THE NEW YORK TIMES, SUNDAY, APRIL 11.1971
WE ARE ALL BENGALIS
The following dispatch was written by an Agence France- Presse correspondent who got into East Pakistan last week.
Calcutta-Crossing the border into “Bangladesh”-“Bengal Nation,” as most East Pakistanis now call their region-you feel you’re seeing something filmed a long time ago by some newsreel pioneer. The ancient Enfield and Garand rifles in the hands of the overnight revolutionaries, the refugee-laden carts, the bodies lying unnoticed by the roadside -all this could be out of the Spanish Civil War or the Chinese revolution.
A “Liberation Army” lorry with a dozen “freedom fighters” and two or three rifles among them takes you along the road to the Bengalis proudest possession in this part of the region-the city of Jessore, 30 miles from the Indian border, wrested from the Pakistani army in bloody fighting. Before entering Jessore you pass several razed villages. Bodies lie in the charred ruins. The ruins in the heart of Jessore suggest that the West Pakistani air force has not been too careful.

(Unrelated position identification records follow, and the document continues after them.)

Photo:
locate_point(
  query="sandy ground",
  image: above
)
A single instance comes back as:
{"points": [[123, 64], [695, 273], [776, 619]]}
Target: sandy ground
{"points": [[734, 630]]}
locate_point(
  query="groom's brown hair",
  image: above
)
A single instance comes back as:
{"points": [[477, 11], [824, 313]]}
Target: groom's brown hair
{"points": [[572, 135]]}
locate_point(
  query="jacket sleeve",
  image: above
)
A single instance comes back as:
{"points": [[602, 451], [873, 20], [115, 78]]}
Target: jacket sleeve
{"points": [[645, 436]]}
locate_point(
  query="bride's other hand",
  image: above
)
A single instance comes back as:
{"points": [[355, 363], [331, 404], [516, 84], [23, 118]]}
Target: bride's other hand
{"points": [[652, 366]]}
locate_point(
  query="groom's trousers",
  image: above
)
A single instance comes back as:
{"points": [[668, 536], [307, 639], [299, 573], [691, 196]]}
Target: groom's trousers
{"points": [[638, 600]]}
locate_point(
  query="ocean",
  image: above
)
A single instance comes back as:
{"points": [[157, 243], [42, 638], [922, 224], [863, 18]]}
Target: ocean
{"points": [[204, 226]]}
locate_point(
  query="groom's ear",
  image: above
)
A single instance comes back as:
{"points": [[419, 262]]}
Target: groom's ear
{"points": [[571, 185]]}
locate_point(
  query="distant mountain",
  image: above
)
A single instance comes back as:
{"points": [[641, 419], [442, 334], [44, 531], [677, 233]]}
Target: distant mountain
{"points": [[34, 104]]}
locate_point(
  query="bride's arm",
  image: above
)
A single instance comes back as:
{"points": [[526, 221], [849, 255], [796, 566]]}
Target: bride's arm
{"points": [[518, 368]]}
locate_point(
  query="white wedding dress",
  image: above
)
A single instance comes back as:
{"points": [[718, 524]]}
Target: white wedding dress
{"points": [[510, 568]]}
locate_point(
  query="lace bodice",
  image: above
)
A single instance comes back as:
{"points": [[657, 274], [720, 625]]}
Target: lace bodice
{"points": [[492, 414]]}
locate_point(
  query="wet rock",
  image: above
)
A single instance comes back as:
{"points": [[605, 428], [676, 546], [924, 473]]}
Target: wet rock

Only a few months ago, people in East Pakistan would complain to visiting journalists of the “dirty and arrogant Hindus.” Now they say, “Hindu, Moslem, that does not count any more. We arc all Bengalis.” The enemy now is “Punjabi”, the most commonly used name for the West Pakistanis.
The villages are plastered with slogans, the quotations from Rabindranath Tagore, the great poet of pre-partition India, sorting oddly with the exhortations of Mao Tse-tung: “Long live the people s war!” “Political power grows out of the barrel of a gun.” The Maoists are one of the three organized groups in East Pakistan. They are still only a tiny minority compared to the two dominant groups-the Awami League party of Sheikh Mujib and the Bengali units of the army, totaling about 25,000 menbut their strength is growing. Sheikh Mujib, who is enormously popular (and known for his opposition to violence) is either dead or in jail.
How it Began
No one we talked to seemed to have expected the situation to come to this anachronistic killing of poor people by other poor people united for 20 years by religion and a common national ideal. In Chuadanga, a town 20 miles from the border serving as the “provisional capital of Bangladesh,” Maj. M. A. Osman. military commander of the Southwestern Sector, told us how it had begun for him.
On the night of March 24, when the “Punjabi” army cracked down. Major Osman had a discussion with his Punjabi commanding officer, Major Attaquc Shah. “He was extremely polite, and let me keep my jeep, my gun and my driver.” Next day Sheikh Mujib appealed to the Bengalis to rise up against the “occupiers,” and Attaque Shah had to be arrested and, later on, liquidated.”
What will this tragic new enmity-the product of short-sighted refusal of autonomy that can only profit the extremists in both halves of Pakistan-lead to? For a certain Dr. Haque, Major Osman’s political deputy, a bearded man in a green sombrero who fondles his two 45 caliber guns as he talks and is almost the perfect caricature of a revolutionary leader, the answer is “very simple.”
“There are 72 million inhabitants or more in Bangladesh,” he says, “In this human ocean there are still Pakistani pockets. In order to win, since there are less than 100,000 Pakistan soldiers in Bangladesh, each Punjabi would have to kill about 1,000 Bengalis. This is obviously impossible, and therefore our victory is certain.”